When I finished my cocktail I ordered the 2014 Malbec “Agua de Piedras” Mendoza, Argentina, which complimented the pig’s ears perfectly. It was surprising how such a young red could be so assertive.

I have come to love empanadas and when I saw duck empanadas on the menu, I knew I had to try them. Anis almost pooh-poohed this dish, stating, “If you like duck.” He was enthusiastic over my other choices, though. The three crescent-shaped pastries arrived encircling a ramekin of ginger sauce. The pastry was crisp and tasty and the duck inside shredded nicely, not too moist and not too dry; just a little overly flavored with ginger. The manager came over to my table at this point and I told her about it. I also complimented the concept of merging Cuban and Chinese cuisines. The empanadas were gone before I remembered to take a picture of them, as is my wont.

The manager told me that Calle Dão has been doing business for a little over a year and a half. She left my table pleased. In a little while the main course arrived. It was another adventure. The spiced goat neck, touted to have been rubbed with Calle Dão house spices, was on a bed of baby bok choy, garnished with cilantro and sided with tostones (deep fried plantain chips). The first taste of the goat meat was spicy, but afterward the heat diminished, allowing the natural gamy-sweet flavor of the goat to take over. Again, the portion was respectably large, and the meat was surrounded a single neck vertebra (yes I know what one looks like). The bok choy was cooked well and still crunchy. It was the best goat I’ve ever had. The manager passed by again and I raved about the dish to her.

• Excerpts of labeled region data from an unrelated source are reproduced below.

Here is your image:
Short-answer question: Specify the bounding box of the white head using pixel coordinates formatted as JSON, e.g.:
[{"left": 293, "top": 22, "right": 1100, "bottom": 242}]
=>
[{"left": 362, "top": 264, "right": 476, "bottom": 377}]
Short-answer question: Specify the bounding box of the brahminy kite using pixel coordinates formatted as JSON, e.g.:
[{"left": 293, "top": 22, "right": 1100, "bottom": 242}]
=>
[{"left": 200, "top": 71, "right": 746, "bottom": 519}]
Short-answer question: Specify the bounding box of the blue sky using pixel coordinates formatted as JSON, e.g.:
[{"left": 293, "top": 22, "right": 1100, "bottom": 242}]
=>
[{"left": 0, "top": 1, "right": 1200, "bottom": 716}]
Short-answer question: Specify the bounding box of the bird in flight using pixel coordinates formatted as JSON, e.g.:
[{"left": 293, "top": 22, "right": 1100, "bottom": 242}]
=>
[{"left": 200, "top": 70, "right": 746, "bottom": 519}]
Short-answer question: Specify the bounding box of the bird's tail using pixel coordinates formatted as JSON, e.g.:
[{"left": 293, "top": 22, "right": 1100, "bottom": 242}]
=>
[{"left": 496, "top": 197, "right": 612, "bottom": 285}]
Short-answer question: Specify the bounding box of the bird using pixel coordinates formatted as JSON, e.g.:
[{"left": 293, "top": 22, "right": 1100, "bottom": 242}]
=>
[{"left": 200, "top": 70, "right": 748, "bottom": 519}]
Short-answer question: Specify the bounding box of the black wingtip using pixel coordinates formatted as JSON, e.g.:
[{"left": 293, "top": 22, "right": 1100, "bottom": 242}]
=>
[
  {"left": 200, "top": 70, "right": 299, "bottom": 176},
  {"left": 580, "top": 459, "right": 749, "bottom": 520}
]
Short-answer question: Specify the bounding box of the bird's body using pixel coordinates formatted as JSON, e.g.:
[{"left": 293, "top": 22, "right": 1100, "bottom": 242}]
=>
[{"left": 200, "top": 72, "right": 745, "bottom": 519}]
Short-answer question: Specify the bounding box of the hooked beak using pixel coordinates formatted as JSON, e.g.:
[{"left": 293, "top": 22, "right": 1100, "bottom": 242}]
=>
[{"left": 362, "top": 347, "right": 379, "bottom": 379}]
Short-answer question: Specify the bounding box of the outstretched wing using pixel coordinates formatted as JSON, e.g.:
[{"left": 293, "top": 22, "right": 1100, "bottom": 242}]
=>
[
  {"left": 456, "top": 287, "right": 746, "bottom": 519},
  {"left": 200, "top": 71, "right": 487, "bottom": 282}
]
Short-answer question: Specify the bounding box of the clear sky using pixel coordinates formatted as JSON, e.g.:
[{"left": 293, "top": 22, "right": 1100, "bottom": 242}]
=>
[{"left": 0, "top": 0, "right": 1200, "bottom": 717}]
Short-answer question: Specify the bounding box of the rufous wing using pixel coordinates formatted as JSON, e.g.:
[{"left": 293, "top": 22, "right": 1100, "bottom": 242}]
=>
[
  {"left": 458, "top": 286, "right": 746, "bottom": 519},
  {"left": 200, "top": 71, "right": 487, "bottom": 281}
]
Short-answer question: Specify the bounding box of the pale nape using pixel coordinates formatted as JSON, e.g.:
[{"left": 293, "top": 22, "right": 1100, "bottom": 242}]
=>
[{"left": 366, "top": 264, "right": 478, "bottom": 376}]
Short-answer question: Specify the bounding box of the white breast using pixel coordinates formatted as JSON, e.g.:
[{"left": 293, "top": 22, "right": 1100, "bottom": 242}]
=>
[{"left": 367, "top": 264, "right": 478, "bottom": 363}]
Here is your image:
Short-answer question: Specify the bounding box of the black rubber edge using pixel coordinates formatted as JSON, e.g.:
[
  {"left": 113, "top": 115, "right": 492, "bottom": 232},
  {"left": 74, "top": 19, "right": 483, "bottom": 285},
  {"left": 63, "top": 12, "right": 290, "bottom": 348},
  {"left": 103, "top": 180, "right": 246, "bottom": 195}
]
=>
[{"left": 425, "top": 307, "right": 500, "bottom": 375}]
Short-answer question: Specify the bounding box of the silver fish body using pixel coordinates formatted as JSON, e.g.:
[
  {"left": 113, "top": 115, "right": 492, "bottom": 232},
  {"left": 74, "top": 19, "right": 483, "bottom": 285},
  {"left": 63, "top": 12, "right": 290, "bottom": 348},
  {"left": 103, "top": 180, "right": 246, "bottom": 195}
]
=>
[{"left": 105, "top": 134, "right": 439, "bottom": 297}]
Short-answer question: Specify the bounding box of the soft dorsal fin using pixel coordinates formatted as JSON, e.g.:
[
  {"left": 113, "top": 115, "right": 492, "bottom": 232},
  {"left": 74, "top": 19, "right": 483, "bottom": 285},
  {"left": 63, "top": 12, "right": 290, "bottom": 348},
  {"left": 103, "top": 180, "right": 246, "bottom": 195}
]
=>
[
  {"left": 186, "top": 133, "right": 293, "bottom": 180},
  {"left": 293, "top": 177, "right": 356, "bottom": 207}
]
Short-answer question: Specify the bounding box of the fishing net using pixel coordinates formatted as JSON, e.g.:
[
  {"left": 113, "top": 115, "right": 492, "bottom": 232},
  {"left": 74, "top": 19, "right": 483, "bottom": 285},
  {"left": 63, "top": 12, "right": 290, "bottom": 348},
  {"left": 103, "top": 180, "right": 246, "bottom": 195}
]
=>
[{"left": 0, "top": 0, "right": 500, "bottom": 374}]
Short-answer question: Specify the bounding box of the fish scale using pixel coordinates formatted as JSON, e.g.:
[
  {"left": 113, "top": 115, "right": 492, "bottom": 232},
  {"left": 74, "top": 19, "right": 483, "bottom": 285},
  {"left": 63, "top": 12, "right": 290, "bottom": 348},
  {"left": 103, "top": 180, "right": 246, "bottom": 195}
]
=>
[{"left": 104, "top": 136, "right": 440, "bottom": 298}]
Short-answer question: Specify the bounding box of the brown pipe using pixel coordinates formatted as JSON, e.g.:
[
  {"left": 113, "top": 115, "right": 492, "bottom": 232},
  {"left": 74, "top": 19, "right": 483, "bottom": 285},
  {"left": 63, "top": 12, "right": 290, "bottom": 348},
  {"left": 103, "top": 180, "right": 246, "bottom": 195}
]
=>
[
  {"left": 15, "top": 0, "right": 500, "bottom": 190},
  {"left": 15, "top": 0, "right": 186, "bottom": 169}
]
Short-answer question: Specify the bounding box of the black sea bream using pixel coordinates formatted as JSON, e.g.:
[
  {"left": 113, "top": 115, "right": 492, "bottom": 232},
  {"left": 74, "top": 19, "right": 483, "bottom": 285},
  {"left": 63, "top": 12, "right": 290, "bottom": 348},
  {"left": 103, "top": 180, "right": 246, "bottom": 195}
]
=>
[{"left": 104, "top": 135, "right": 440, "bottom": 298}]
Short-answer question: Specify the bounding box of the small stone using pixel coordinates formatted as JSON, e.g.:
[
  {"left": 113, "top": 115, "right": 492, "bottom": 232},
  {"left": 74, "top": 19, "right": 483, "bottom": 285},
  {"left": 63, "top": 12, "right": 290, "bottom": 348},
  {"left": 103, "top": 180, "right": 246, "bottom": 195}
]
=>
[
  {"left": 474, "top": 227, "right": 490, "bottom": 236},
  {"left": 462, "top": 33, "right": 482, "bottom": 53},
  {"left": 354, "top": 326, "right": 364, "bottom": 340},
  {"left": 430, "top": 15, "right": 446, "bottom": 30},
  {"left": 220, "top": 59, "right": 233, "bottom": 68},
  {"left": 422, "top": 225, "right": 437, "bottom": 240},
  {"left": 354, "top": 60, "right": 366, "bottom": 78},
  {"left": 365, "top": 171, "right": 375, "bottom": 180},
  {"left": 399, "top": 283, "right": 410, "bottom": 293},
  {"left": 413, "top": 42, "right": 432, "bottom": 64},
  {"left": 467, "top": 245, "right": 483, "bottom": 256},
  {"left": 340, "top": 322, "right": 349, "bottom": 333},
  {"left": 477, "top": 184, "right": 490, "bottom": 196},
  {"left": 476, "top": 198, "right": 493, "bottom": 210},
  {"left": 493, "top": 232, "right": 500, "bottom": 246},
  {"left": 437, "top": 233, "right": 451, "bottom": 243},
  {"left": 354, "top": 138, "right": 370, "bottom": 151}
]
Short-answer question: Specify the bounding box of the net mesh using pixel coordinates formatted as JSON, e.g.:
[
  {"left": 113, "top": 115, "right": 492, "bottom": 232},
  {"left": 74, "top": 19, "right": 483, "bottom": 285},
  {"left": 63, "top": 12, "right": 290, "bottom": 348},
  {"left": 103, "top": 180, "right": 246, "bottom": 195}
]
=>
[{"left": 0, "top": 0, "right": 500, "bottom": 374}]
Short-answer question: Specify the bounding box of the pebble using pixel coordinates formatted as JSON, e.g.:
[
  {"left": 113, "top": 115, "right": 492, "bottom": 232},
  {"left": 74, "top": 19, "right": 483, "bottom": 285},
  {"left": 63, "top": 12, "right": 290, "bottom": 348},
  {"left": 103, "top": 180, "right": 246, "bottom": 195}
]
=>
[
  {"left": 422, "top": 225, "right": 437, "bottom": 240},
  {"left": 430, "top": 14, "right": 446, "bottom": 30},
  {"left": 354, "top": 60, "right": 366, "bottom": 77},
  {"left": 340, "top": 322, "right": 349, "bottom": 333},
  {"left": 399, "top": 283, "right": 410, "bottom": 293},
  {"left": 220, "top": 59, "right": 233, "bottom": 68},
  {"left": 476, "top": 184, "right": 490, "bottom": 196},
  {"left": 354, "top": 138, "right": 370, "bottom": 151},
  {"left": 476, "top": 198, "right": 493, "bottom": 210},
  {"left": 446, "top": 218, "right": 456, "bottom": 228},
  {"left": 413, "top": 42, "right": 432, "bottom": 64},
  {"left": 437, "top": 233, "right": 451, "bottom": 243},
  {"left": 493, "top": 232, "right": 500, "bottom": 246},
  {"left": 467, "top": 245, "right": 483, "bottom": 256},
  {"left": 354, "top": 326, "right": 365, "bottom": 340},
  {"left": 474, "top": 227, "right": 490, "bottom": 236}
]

I was able to finish everything except the tostones and taro chips, and I had Anis wrap them up to go home with me. It was dessert time. I chose the newest dessert, the sesame panna cotta. It was as pure and delicate as the finest blanc-mange, with blueberries and sliced strawberries accompanying it in a light, sweet sauce. I loved it, but the change in flavor volume from my previous dishes was almost shocking. The manager, knowing it was a new dish, visited me again. I told her of the delicacy of the dish and how it was such a wild contrast to everything else. “Perhaps you will try our flan – on the house?” I agreed. It’s not often I have two desserts.

The flan, the traditional Spanish caramel custard, was served in a spicy crema sauce with cracked peppercorns on top. There was no doubt this dessert could stand up to the flavors of the meal I just finished. My only comment was that the panna cotta was creamier than the flan, which tasted grainier rather than smooth. Still, it was amazing. A Café Cubano later I was satisfied.

Though the menu was not large, it was rife with dishes foreign to my experience. Helene always said she could never eat a dish called “mofongo,” but there it was, in three different preparations. And I’m not a vegetarian but there are two vegetarian dishes that are intriguing: the pan-fried noodles which one can have with or without your choice of meat, and the barley paella, with okra, grape tomatoes, sunchoke, wild mushrooms, root vegetables and fermented bean curd.